L’ancien diplomate Mohamad Al- Orabi, président de la commission des affaires étrangères au parlement, indique que cette visite met en relief l’importance du rôle égyptien pour les Etats-Unis dans les questions régionales et relatives à la lutte contre le terrorisme. Selon lui, si Pence a commencé sa tournée au Moyen-Orient par l’Egypte, c’est parce qu’il reconnaît le fait que l’Egypte joue un rôle crucial en tant que médiatrice au Moyen-Orient. « Un rôle dont les Etats-Unis ont plus que jamais besoin après la décision de Trump, qui a fait perdre à Washington toute crédibilité en tant que principal médiateur du processus de paix », déclare Al- Orabi. Il ajoute que malgré les tensions, il est dans l’intérêt de l’Egypte, de la région arabe et des Palestiniens de maintenir ouverts les canaux politiques et diplomatiques avec les Etats-Unis. Quant au politologue Tareq Fahmi, il voit dans la visite de Pence une tentative de sonder la position égyptienne et arabe sur la question de Jérusalem. « A un moment où les Etats-Unis élaborent un nouveau plan de paix au Proche- Orient à la lumière de la décision de Trump sur Jérusalem, cette rencontre a permis au Caire de réaffirmer à Washington sa position au sujet de la cause palestinienne, rejetant catégoriquement tout plan de paix avec un Etat palestinien sans Jérusalem. A cet égard, les messages du président Sissi à l’Administration américaine ont été forts et tranchants. Difficile de dire si cela poussera Trump à revenir sur sa décision irréfléchie sur Jérusalem. Mais il est probable que les messages du président, que Pence transmettra à l’Administration américaine, l’incitent à réévaluer l’impact de cette décision sur les intérêts américains dans la région », décrypte Fahmi.
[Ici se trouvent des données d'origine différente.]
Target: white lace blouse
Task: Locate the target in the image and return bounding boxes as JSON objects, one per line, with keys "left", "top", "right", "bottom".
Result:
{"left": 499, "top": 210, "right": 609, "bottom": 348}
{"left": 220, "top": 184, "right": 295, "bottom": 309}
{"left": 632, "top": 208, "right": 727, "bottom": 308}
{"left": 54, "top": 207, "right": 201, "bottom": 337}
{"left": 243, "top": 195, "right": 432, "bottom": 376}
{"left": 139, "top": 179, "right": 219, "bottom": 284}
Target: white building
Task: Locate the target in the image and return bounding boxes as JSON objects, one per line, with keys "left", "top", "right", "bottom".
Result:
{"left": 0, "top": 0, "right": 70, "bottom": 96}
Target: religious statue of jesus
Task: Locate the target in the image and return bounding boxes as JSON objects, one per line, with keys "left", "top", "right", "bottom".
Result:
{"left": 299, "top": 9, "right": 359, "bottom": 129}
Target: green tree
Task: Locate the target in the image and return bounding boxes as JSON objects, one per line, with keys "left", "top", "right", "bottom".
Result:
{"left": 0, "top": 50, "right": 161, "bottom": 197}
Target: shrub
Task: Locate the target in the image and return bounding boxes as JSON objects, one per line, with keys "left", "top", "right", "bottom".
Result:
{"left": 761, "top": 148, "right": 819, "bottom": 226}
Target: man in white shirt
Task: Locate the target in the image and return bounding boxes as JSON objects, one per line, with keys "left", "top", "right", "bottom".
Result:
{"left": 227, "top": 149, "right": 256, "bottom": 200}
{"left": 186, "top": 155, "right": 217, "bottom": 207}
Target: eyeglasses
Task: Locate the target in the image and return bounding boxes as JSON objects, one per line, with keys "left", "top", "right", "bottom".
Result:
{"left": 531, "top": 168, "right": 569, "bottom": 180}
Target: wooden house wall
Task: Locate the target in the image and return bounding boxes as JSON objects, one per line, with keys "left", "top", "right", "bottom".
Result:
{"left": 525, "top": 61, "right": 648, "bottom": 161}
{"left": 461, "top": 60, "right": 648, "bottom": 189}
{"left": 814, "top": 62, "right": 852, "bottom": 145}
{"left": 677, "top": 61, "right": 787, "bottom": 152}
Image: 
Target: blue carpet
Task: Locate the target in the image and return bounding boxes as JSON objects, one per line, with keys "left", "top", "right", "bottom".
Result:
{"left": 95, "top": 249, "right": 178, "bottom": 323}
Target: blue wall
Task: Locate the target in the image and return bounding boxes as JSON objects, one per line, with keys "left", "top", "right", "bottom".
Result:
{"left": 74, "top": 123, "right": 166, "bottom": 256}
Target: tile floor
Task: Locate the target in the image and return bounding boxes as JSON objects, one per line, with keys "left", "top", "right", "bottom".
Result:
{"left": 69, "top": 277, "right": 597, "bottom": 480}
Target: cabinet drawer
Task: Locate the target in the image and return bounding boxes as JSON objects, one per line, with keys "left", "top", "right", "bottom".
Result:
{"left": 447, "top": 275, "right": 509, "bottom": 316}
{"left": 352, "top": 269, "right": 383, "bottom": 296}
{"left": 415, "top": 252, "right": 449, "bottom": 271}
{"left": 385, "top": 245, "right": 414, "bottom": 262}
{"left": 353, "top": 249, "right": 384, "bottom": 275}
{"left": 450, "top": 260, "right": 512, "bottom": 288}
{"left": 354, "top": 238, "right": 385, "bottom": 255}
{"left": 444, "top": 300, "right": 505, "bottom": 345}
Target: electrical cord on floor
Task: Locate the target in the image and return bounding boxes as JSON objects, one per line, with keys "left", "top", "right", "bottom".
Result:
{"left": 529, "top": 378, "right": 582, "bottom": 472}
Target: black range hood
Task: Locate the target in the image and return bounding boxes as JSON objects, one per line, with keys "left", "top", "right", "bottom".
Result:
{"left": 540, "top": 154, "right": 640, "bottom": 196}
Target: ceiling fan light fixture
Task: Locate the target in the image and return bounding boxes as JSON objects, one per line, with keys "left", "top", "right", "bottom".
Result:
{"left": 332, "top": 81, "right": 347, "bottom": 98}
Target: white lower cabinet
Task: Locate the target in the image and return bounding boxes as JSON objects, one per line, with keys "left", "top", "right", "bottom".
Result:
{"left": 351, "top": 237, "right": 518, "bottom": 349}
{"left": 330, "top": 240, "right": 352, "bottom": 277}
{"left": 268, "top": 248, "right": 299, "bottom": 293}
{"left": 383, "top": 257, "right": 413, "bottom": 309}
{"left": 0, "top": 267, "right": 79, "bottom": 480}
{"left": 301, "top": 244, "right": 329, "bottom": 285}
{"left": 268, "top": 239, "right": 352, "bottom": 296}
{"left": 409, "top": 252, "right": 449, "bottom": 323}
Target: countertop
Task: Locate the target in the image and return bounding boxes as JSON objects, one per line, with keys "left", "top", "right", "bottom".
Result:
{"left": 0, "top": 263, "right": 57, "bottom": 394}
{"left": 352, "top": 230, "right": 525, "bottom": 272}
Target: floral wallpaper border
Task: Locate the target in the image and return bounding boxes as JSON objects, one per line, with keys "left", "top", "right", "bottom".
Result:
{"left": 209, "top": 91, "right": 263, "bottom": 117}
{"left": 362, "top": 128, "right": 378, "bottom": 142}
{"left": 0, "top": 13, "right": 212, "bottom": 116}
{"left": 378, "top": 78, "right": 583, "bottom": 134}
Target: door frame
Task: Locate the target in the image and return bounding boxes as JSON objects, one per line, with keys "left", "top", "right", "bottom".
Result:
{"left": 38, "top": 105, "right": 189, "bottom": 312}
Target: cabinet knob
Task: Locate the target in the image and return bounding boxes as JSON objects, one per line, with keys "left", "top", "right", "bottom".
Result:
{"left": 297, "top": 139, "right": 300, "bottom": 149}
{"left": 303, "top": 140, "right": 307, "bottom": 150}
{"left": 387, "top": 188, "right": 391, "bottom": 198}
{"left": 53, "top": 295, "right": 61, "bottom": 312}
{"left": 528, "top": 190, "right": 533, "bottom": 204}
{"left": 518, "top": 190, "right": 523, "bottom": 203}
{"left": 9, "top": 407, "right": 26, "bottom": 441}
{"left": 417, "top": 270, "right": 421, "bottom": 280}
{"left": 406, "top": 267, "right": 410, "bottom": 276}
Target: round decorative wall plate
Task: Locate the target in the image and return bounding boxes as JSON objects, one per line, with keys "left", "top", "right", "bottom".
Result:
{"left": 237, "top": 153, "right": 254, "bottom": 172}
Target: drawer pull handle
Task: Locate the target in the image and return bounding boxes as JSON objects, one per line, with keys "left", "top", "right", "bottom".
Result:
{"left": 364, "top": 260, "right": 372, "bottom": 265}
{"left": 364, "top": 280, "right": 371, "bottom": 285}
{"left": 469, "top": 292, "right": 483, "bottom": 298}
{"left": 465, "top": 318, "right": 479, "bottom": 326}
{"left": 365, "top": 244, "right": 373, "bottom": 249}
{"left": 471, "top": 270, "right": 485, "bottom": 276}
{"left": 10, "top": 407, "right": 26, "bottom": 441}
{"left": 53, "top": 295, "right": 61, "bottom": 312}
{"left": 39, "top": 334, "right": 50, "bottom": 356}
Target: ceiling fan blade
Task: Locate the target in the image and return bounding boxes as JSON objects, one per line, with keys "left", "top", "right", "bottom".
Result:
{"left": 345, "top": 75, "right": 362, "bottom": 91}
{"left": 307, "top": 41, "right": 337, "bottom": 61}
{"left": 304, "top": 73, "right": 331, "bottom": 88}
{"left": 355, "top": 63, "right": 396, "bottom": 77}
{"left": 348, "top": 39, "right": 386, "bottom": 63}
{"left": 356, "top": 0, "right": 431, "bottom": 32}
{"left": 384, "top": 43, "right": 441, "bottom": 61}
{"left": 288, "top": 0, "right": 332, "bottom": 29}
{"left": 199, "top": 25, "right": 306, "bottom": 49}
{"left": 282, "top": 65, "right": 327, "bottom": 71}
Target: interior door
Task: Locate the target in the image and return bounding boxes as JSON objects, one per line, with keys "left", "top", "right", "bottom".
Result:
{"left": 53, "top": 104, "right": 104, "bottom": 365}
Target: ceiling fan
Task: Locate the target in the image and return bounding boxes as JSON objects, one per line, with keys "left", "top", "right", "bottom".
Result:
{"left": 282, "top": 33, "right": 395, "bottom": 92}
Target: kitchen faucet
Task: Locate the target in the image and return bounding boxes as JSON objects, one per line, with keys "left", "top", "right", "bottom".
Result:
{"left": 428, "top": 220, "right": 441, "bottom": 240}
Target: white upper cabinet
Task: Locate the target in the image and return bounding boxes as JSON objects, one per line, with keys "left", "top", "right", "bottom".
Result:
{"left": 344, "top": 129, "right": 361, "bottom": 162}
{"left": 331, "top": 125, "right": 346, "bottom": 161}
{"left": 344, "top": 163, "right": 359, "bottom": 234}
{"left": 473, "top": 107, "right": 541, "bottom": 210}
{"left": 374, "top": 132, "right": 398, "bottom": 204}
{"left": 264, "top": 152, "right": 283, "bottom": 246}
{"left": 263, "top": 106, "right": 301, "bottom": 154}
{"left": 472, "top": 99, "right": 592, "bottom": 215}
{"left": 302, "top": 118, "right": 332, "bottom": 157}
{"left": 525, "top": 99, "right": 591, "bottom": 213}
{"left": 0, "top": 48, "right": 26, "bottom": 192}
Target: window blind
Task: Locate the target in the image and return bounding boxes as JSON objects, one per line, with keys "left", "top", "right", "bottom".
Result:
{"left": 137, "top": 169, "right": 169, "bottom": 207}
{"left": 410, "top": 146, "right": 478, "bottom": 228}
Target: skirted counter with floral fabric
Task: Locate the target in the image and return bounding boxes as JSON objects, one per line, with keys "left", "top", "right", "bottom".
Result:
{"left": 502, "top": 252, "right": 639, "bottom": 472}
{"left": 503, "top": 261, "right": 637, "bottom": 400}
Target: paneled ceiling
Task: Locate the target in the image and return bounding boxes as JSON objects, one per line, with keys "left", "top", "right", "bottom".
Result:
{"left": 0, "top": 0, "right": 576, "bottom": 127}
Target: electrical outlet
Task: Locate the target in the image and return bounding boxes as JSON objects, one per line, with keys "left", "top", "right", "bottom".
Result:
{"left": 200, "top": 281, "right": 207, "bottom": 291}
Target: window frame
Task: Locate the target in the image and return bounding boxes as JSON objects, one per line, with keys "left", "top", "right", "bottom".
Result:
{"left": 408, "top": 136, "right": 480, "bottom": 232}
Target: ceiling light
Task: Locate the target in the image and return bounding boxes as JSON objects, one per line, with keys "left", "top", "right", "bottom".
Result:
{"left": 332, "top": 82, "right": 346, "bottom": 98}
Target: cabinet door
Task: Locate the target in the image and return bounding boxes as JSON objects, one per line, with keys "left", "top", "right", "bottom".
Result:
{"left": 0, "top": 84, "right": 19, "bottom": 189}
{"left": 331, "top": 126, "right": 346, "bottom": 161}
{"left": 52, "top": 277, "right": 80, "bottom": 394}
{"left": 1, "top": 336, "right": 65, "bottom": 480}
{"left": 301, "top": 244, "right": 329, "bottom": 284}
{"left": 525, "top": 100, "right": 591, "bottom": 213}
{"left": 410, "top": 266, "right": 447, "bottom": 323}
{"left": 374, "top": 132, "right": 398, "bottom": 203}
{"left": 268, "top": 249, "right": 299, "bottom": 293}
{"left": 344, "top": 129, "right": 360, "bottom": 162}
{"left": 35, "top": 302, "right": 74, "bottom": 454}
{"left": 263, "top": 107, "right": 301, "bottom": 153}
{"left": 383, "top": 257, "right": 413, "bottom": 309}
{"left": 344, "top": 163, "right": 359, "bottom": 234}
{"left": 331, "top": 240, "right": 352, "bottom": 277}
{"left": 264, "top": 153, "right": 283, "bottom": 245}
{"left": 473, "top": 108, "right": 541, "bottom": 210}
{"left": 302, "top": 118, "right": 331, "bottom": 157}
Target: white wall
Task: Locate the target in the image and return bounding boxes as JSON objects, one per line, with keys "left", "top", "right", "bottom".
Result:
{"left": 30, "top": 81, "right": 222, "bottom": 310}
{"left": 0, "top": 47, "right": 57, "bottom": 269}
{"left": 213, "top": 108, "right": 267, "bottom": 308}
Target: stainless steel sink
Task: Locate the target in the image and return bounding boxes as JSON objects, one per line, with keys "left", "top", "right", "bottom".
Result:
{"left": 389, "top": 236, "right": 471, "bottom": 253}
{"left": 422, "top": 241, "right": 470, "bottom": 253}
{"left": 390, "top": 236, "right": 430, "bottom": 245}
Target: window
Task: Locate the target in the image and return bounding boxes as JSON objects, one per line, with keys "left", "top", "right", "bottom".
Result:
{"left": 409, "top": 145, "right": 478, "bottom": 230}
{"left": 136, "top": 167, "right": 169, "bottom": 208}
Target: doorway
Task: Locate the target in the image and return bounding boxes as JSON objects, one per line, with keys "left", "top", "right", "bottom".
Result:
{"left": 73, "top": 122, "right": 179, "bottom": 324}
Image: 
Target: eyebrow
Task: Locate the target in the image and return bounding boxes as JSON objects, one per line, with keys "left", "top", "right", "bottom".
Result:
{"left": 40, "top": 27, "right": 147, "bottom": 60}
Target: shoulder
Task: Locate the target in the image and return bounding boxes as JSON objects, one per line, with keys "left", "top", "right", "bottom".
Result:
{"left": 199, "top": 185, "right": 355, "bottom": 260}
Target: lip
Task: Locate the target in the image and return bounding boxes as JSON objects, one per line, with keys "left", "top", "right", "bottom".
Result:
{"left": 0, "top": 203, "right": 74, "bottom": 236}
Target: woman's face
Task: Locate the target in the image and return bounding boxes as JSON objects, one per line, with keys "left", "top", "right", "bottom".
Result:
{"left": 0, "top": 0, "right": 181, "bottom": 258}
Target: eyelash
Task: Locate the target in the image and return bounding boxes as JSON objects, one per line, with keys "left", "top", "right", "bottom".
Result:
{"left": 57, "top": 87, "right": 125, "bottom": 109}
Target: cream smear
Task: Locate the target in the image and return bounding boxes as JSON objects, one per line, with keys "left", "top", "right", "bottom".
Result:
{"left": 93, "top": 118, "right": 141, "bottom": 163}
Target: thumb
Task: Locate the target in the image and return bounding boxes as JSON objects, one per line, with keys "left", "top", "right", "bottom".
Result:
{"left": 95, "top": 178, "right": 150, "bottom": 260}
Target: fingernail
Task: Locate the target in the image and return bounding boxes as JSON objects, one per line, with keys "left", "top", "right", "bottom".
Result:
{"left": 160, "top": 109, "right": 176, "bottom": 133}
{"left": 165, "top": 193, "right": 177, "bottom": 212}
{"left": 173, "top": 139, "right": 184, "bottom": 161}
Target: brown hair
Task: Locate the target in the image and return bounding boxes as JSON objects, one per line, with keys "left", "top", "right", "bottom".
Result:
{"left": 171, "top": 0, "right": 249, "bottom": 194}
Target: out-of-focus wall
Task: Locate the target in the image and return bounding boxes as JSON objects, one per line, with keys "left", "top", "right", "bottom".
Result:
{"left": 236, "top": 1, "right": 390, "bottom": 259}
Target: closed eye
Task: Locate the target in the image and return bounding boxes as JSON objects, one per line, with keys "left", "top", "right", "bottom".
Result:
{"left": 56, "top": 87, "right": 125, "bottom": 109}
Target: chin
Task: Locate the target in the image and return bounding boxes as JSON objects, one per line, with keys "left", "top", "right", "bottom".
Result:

Si le politologue ne minimise pas l’impact des divergences entre Le Caire et Washington autour d’un nouveau plan de paix sur les relations entre les deux pays, il exclut toutefois une rupture des relations stratégiques bilatérales. « Sous l’Administration Trump, la cause palestinienne est devenue l’un des dossiers régionaux les plus embarrassants pour l’Egypte dans ses relations avec les Etats-Unis. Dans une telle situation, l’Egypte tente de parvenir à une formule lui permettant de maintenir ses bonnes relations avec Washington, sans contourner son engagement régional et historique en faveur d’un Etat palestinien. Mais pour que cette approche réussisse, il incombe aussi aux Etats-Unis de ne pas compromettre son alliance et ses intérêts avec l’Egypte par des politiques allant à l’encontre du consensus international », indique Fahmi. Il explique que Pence est venu dans la région pour apaiser les esprits et redorer le blason des Etats-Unis. « Cela ne suffira pas pour stabiliser les relations des Etats-Unis avec leurs alliés dans la région, avec en tête l’Egypte, en l’absence d’un terrain d’entente sur le plan de paix envisagé. Bref, la visite s’est limitée aux questions de forme, sans véritablement toucher au fond », conclut-il.